Gumbel leaves 'Today' on top TV: After 15 years on NBC's top-rated morning show, journalist sees a different tomorrow.

January 03, 1997|By Chris Kaltenbach | Chris Kaltenbach,SUN STAFF

Almost 15 years since he first sat in it, Bryant Gumbel is today vacating the host chair on NBC's "Today," leaving under his own power, with nary a hint of the cattle prod used on some of his predecessors.

Did anyone ever suspect it would happen any other way? After the debacle that followed their roughshod treatment of Jane Pauley a few years back, there's no way the honchos at NBC were going to push Gumbel out the door. And any attempt to treat him the way Deborah Norville was treated, hung out to dry as the sacrificial lamb to her bosses' boneheadedness, probably would have resulted in bloodshed at Rockefeller Center.

No, you always knew the supremely confident Gumbel would leave on his own terms, probably at the height of his power, with his formidable skills and ponderous dignity intact.

Which is exactly what's happening. When Matt Lauer takes over as "Today" host on Monday, he does so with his predecessor's blessing. Although only 48, Gumbel announced at the beginning of last year that he would leave "Today" at the end of it -- for no better reason than that he wanted to. Since then, he's been performing a sort of goodbye tour of the airwaves, bringing in all sorts of big-name interviewees and granting the occasional interview.

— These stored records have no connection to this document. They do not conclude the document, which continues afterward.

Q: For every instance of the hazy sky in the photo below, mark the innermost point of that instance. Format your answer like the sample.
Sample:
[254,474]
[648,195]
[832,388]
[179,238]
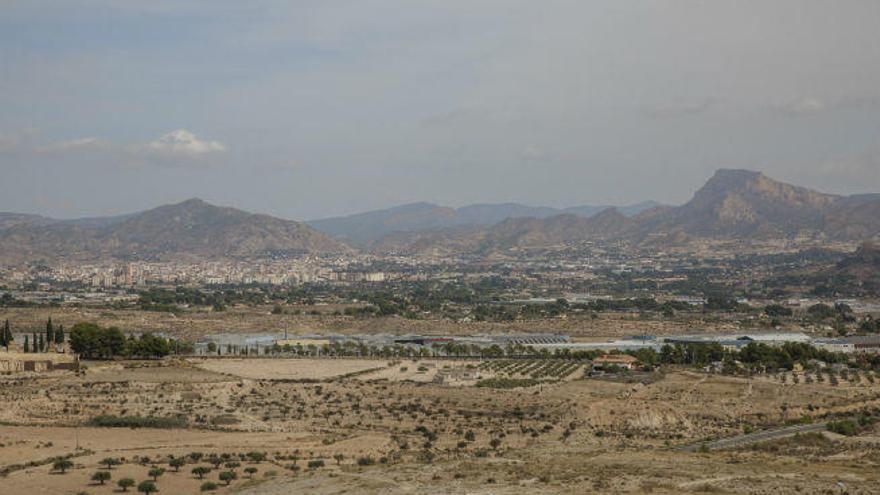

Heck, the guy's so confident in his abilities, so sure of his future and his bankability, that he doesn't even have another job lined up. ABC and CBS are courting him with all sorts of prime-time offers, and NBC has made no secret of its desire to keep him around. But so far, Gumbel has kept his mouth shut, content to watch the accolades pile up and the rumor mill grind away.

A decade-and-a-half ago, Gumbel started as a sports reporter thrown into the lion's den of news. "How will he ever survive?" some pundits, the more polite ones, asked. "How can we take him seriously?" others wondered.

What's more, Gumbel was a black man in a high-profile job previously reserved for whites. He was breaking all sorts of new ground, and many wondered if the task would be too much for him.

But Gumbel proved a survivor. He knew he was not exactly lovable, knew there were a lot of people out there who found him arrogant, whom he made uncomfortable. But nobody ever questioned his skills as an interviewer: Few TV journalists worked harder to prepare themselves, and even fewer were as willing to ask the tough questions. "Fawning" is an adjective rarely ascribed to Bryant Gumbel.

Sure, there were missteps along the way. His "feud" with David Letterman, which began when the precocious bad boy of late night used a megaphone to disrupt an outdoor taping of "Today," struck some people as egregiously humorless. The famous memo in which he knocked affable weatherman Willard Scott, hero to 100-year-olds everywhere, earned him considerable enmity.

And a tendency to wear his liberal heart on his sleeve earned him brickbats from conservatives. An editorial in the Detroit News last month concluded by lamenting, "Despite his obvious talent, Mr. Gumbel never seemed to rise above his role as a shill for the liberal causes he favored."

But the proof is in the numbers, and Gumbel's numbers have been pretty good. "Today" has been the highest-rated morning program for most of Gumbel's tenure, including every week for ** the past year. Apparently, he never ticked that many people off.